Impostazioni principali

L'alias Defaults consente di impostare parametri standard per il funzionamento dell'utilità e li considereremo in questa sezione. Tale alias inizia con la parola Defaults, seguita dal nome del flag. Se c'è un simbolo ! prima del nome, significa che il flag deve essere attivato, altrimenti disattivato:
Disabilita l'introduzione al primo utilizzo:

Impostazioni predefinite !lecture

Il superutente non può sudo:

Predefiniti !root_sudo

Ora se provi a sudo sudo non funzionerà nulla:


Cambia la home directory per l'utente di destinazione, per impostazione predefinita la cartella dell'utente corrente come home directory:

Predefinito set_home

Salva l'elenco dei gruppi dell'utente corrente:

Predefiniti !preserve_groups

Richiedi la password del superutente invece della password dell'utente:



Successivamente, considera le variabili che possono essere impostate sui valori per impostare le impostazioni desiderate:
Imposta il numero di tentativi di password prima che sudo esca, il valore predefinito è 3:

default passwd_tries=5

Il numero di minuti che trascorreranno prima che sudo chieda nuovamente una password, il valore predefinito è 5. Se impostato su 0, la password verrà sempre richiesta, indipendentemente da quanto tempo fa hai utilizzato l'utilità:

Predefinito timestamp_timeout=10

Il seguente parametro specifica il numero di minuti che sudo attenderà per il reinserimento della password se inserita in modo errato:

default passwd_timeout=10

È possibile modificare il messaggio che verrà visualizzato quando viene richiesta una password:

Defaults passprompt="La tua password è:"

È possibile specificare un altro utente, non root, da cui verranno eseguiti tutti i comandi, per questo uso:

valori predefiniti runas_default="utente"

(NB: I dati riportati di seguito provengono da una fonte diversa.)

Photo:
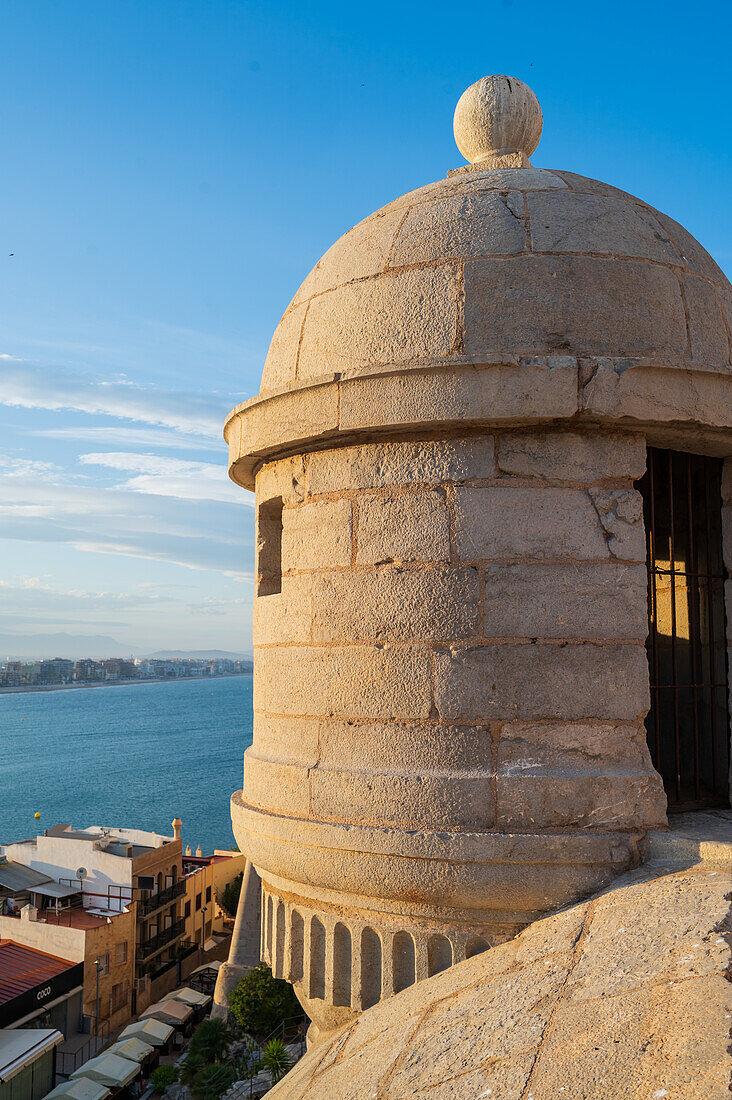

Puoi registrare tutti i tentativi di connessione a sudo:

Predefinito logfile=/var/log/sudo

Quindi proviamo a verificare il funzionamento del log:

$ sudo cat /var/log/sudo

Queste sono state tutte le opzioni di configurazione sudo più interessanti di cui potresti aver bisogno, ora vedremo come impostare le autorizzazioni sudo per gli utenti.

Configurazione degli utenti sudo

Abbiamo già discusso sopra della sintassi per l'impostazione delle azioni per gli utenti, qui tutto è più complicato che con gli alias, ma puoi capirlo. Ad esempio, consentiamo a qualsiasi utente di utilizzare sudo, da qualsiasi host, ed eseguire qualsiasi comando:

TUTTI TUTTI = (TUTTI) TUTTI

Tale comando è molto insicuro, consente a tutti ea tutto. Il primo è ALL per consentire a tutti gli utenti, il secondo è ALL per tutti gli host, il terzo è ALL per consentire l'accesso come qualsiasi utente e il quarto è per consentire l'esecuzione di qualsiasi comando. Ma molto più spesso viene utilizzata un'altra costruzione:

%wheel TUTTI = (TUTTI) TUTTI

Significa lo stesso del precedente, solo qui non permettiamo a tutti gli utenti di usare sudo, ma solo a quelli che sono membri del gruppo wheel.

%wheel ALL = (radice) ALL

Qui abbiamo già limitato la possibile selezione di utenti al solo utente root. Puoi anche specificare il gruppo di utenti per conto del quale può eseguire i comandi:

%wheel TUTTI = (root:admins) TUTTI

Ciò significa che puoi eseguire il comando come root o un altro utente del gruppo admins. Possiamo anche specificare i comandi che l'utente può eseguire. Per esempio:

Runas_Alias- alias degli utenti per conto dei quali verranno eseguiti i comandi;

alias_host- alias host;

Cmnd_Alias- alias di comando;

Ad esempio, creiamo quattro alias e applichiamoli alla nostra regola:

User_Alias ​​Utenti = utente1,utente2,utente3
Runas_Alias ​​​​Admins = root,admin
Host_Alias ​​Host = host1,host2
Cmd_Alias ​​​​Cmds = /bin/mount, /bin/umount

Utenti Host = (Amministratori) Cmds

Ciò significa che gli utenti nell'elenco Utenti potranno eseguire i comandi Cmds come utenti Amdins sugli host.
Resta da dire qualche parola sulle bandiere. Il flag NOPASSWD ti dice di non chiedere una password durante l'esecuzione di questa regola. Ad esempio, per consentire a tutti gli utenti di eseguire il comando mount con sudo senza password:

ALL ALL = (root) NOPASSWD: /bin/mount

Puoi anche disabilitare questo particolare comando usando il flag NOEXEC:

ALL ALL = (radice) NOEXEC /bin/mount

Puoi controllare se il file /etc/sudores è stato configurato correttamente e vedere tutte le regole create usando il comando:


Tutti i flag e le impostazioni impostate, nonché i permessi di questo utente, vengono visualizzati qui.

conclusioni

In questo articolo, abbiamo esaminato come sudo è configurato su Linux. Come puoi vedere, anche se è molto semplice utilità, nasconde molte impostazioni utili che puoi utilizzare nel tuo sistema. Se hai domande, chiedi nei commenti!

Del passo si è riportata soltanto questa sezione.